Why Fixit?¶
There are many Python linter tools. Why do we need another?
Linters are built to help developers write better code and many good linters have been built. In a large codebase, tons of lint suggestions can slow developers down. Developers may spend too much time on fixing code quality suggestions instead of focusing on important progress. At some point, they may start to ignore lint suggestions, even the important ones.
We’d like to help developers move faster by auto-fixing lint violations. The first challenge is that most tools analyze source code using AST which doesn’t preserve formatting information (comments, whitespaces, etc) and so it is hard for them to suggest high-quality autofixes. We built LibCST to make parsing and modifying source code as a Concrete Syntax Tree easy. Fixit rules take advantage of LibCST APIs to find problematic code and transform it to eliminate the problems.
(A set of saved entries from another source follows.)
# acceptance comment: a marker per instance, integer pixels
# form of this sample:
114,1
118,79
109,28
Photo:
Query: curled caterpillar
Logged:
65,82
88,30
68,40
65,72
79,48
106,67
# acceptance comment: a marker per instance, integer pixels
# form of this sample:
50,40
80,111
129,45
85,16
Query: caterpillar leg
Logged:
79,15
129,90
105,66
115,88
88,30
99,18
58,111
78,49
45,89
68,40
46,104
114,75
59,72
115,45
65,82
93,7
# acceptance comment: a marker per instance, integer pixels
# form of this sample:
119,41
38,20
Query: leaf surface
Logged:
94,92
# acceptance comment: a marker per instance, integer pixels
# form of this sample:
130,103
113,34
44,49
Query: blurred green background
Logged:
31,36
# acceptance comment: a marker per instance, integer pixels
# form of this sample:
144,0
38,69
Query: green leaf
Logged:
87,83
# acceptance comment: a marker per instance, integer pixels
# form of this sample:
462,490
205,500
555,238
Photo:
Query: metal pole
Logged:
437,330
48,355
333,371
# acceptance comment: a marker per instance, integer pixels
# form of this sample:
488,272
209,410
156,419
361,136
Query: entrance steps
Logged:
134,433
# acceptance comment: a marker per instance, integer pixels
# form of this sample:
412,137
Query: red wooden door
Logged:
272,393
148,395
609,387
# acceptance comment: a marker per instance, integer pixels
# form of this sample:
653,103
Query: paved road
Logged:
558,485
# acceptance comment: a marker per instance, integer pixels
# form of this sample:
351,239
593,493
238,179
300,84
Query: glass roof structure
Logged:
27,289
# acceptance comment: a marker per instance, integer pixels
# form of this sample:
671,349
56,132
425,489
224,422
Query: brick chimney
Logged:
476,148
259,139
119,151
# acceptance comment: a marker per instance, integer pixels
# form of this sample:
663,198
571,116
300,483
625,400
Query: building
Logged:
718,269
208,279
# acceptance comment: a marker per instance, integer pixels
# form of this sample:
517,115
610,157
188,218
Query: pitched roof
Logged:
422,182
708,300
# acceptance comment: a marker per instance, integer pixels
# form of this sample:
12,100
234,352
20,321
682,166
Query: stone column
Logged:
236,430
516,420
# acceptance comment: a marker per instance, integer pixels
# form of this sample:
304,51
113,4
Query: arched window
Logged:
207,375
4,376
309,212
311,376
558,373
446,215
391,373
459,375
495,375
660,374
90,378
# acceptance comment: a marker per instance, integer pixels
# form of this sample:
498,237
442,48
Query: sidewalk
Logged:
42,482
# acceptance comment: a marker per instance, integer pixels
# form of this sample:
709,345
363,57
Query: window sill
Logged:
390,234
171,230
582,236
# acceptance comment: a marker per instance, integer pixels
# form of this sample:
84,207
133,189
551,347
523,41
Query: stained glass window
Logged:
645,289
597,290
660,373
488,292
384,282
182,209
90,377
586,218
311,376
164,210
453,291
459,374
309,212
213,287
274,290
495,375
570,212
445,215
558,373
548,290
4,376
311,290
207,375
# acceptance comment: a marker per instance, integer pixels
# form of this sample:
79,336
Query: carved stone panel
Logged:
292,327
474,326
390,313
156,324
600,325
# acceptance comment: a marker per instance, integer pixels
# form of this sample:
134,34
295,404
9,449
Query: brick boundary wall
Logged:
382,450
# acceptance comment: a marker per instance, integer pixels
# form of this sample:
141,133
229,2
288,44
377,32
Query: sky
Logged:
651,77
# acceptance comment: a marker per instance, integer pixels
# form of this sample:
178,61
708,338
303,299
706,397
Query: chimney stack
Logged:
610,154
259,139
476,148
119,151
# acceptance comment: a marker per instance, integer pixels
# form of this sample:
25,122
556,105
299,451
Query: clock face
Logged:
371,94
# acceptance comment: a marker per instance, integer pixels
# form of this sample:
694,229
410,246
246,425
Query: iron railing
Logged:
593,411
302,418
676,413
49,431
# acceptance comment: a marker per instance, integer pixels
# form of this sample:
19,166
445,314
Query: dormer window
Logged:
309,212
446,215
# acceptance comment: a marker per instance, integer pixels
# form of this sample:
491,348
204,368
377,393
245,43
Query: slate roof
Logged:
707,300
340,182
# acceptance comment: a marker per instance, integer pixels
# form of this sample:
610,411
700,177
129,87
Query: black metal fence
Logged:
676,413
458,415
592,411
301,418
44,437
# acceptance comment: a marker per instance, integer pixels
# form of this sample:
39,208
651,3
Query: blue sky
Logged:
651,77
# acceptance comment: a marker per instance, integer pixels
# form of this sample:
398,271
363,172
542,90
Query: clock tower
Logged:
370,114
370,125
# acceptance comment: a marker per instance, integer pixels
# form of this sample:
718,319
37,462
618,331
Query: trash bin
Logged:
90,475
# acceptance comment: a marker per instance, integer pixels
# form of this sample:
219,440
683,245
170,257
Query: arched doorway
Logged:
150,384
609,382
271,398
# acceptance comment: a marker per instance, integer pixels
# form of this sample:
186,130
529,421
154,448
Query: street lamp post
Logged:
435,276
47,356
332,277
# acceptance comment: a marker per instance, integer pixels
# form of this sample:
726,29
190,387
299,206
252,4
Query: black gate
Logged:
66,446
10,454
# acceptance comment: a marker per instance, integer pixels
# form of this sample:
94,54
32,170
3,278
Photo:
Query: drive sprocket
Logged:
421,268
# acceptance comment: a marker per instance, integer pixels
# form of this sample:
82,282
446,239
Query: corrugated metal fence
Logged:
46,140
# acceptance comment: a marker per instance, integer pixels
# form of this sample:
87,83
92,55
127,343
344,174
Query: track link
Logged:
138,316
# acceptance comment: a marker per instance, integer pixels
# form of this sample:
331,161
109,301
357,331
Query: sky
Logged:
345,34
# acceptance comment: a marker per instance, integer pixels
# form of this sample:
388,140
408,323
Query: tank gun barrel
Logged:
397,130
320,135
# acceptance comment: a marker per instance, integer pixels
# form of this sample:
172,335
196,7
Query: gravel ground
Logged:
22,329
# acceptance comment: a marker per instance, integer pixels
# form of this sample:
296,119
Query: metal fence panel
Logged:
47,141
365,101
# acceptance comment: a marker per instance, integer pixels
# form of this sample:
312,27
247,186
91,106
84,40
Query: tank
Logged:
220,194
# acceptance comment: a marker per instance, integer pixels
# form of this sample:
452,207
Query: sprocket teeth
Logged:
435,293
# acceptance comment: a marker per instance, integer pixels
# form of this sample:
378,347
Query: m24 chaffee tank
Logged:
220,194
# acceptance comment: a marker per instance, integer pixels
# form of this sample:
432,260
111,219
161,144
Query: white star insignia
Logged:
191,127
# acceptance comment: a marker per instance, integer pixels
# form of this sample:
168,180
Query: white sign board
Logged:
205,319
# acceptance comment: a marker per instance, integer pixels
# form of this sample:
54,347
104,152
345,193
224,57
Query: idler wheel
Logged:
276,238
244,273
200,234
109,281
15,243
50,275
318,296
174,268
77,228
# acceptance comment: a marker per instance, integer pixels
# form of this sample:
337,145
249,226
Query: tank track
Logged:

Learning from building a Flake8 plugin¶
Many of our old lint rules are implemented in a monolithic single-file Flake8 plugin. This offered a lot of flexibility and helped facilitate a shared structure for the rules, but it led to severe performance and reliability problems:
Rules were highly coupled, with a significant amount of shared state and helper functions. It was common to make a small change to one lint rule which broke the others. Because of poor testing practices, these breakages could be missed.
It wasn’t possible to run rules in isolation, making benchmarking and testing more difficult. Disabling a rule in Flake8 consists of running the whole linter and filtering out the disabled results.
Visitors were responsible for visiting their children. Forgetting to do this could break lint coverage inside of the given construct.
To work around some of these issues, developers would often define their own node visitor. Traversing the AST multiple times slows down the linter.
The result was a large file with lots of visitors and helper functions which was hard to develop upon.
Design Principles¶
When designing Fixit, we used the following list of principles.
Autofix. Lint rules should provide autofix whenever possible to help developers write better code faster. The autofix can run as a codemod on an existing codebase to avoid introducing lots of lint violations when adding a new lint rule.
Modular. A lint rule is a standalone class which keeps its own logic and states from other rules. That makes developing a lint rule simple and less likely to break others.
Fast. All lint rules are applied during a single traversal of the syntax tree and reuse shared metadata to provide lint suggestions fast.
Configurable. Each lint rule is configurable in the config file. That makes lint rules highly customizable. When a lint rule is disabled, it doesn’t run at all.
Testable. Testing a lint rule is as simple as providing code examples. These are also used as documentation to help developers understand the line rule.